A second form of room construction is evident in the works designed for parks or landscapes.
In these cases, the sound sources do not fill entire rooms, but create rooms around themselves
or delineate areas along a path. Oldörp has previously used this principle sporadically in his interior works, but it is only of late that he has deliberately developed it into a self-sufficient third form: Delicate pieces of furniture: an old bedside table or another small kitchen-table from the 60s are used in a sculptural context; gaining an acoustic extension and a new significance through the employment of organ pipes and cleverly hidden bellows.
For over 110 years sculptors have been trying to find an open form which would enable the viewer to interact. Umberto Boccioni tried to lend his works a charisma that filled the gallery, making it impossible for the viewer to escape its force. Auguste Rodin produced sculptures without a plinth that were on eye level with the viewer, as if they were conversation partners. Eduardo Chillida designed his works so that their vibrations, like music, could be felt around the room. His objects gained their intrinsic meaning through the interplay of the plastic with the surrounding space. Andreas Oldörp's installations are a continuation of these thoughts. They best representation of this idea is a sound installation which physically vibrates in space instead of just metaphorically.
The room is stimulated and the visitor, who has no other choice than to be immersed, is challenged to add a subjective structure. One can understand Andreas Oldörp's works in terms of this tradition. On his way to this point, however, the artist took a detour.

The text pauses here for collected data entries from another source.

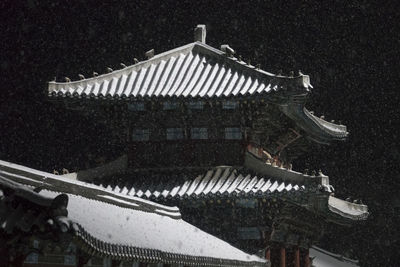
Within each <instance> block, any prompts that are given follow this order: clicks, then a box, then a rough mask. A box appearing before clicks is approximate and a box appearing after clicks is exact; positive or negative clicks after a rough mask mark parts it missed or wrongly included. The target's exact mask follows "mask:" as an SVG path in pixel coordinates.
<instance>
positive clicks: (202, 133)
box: [190, 128, 208, 139]
mask: <svg viewBox="0 0 400 267" xmlns="http://www.w3.org/2000/svg"><path fill="white" fill-rule="evenodd" d="M190 134H191V138H192V139H208V132H207V128H192V129H191V131H190Z"/></svg>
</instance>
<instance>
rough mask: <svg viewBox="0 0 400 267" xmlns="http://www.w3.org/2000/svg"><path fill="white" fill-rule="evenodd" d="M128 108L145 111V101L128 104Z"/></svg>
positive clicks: (137, 110)
mask: <svg viewBox="0 0 400 267" xmlns="http://www.w3.org/2000/svg"><path fill="white" fill-rule="evenodd" d="M128 110H130V111H144V110H145V106H144V102H134V103H129V104H128Z"/></svg>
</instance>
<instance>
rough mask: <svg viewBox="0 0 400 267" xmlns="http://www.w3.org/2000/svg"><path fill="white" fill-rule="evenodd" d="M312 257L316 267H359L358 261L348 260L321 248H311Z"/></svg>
mask: <svg viewBox="0 0 400 267" xmlns="http://www.w3.org/2000/svg"><path fill="white" fill-rule="evenodd" d="M310 257H311V258H312V259H313V261H312V266H315V267H358V266H359V265H358V261H355V260H351V259H348V258H346V257H343V256H342V255H338V254H333V253H331V252H328V251H326V250H323V249H321V248H319V247H315V246H314V247H312V248H310Z"/></svg>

This can be demonstrated by one of Oldörp's earlier works. It is one that he seldom mentions and
it is not listed in his works catalogue . The artists exhibited himself, cloaked in a transparent plastic pipe and surrounded by pig's eyes that were staring at him. One can interpret this work as an example of performance art critical of an art business in which the artist's name is the primary selling factor. It is also representative of the 1970's and 80's trend in which artists - like Vito Acconci and Abramovic/Ulay, for instance - presented their own bodies as central themes. Theatrical forms also started to seep into fine art at this time. The artist used the exhibition space as a stage. This short, but historically important movement has had an important influence on installation art. A consequence of this trend to self-exhibition was that it increasingly caused disquiet, and artists began to feel obliged to leave more space for the audience. This diversion via performance art to a new form of sculptural interpretation was typical of artists who used sound as a basis for filling space. Their discourse with performance activities was the possible catalyst for the employment of sound as an interactive material.
The image of the creative subject was altered, with the artist partially transferring responsibility for the art-space to the audience. Imagination and creativity have not become secondary due to the surrender of the strictly bipolar distinction between aesthetic object and its beholder, but they have become prerequisites for an artistic construction that is concluded by the audience. The beholder is not confronted with an expression-saturated form representing an ideal reality, but instead, ways of indicating a reality are created, making use of an artificial presentation to create the preconditions for investigative audience participation. The visitors, however - having been stripped of the usual exterior vantage point - are made to feel uncertain and are confronted not only by the inherent issues of art, but also challenged by anthropological and self-referential questions.
Andreas Oldörp talks of "tuned spaces" in reference to his works. This is clearly an allusion to the tuning of an instrument, but also to the atmosphere of the iridescent sound textures, which are capable of provoking a thoughtful or meditative disposition, or, in the case of a whispering web of sporadic sound, can lead to sudden thought-free silences. These works demand more than an exclusively erudite interpretation. They occasion the perception of one's own position - an introspection that needs no expression, or, perhaps, that cannot be communicated.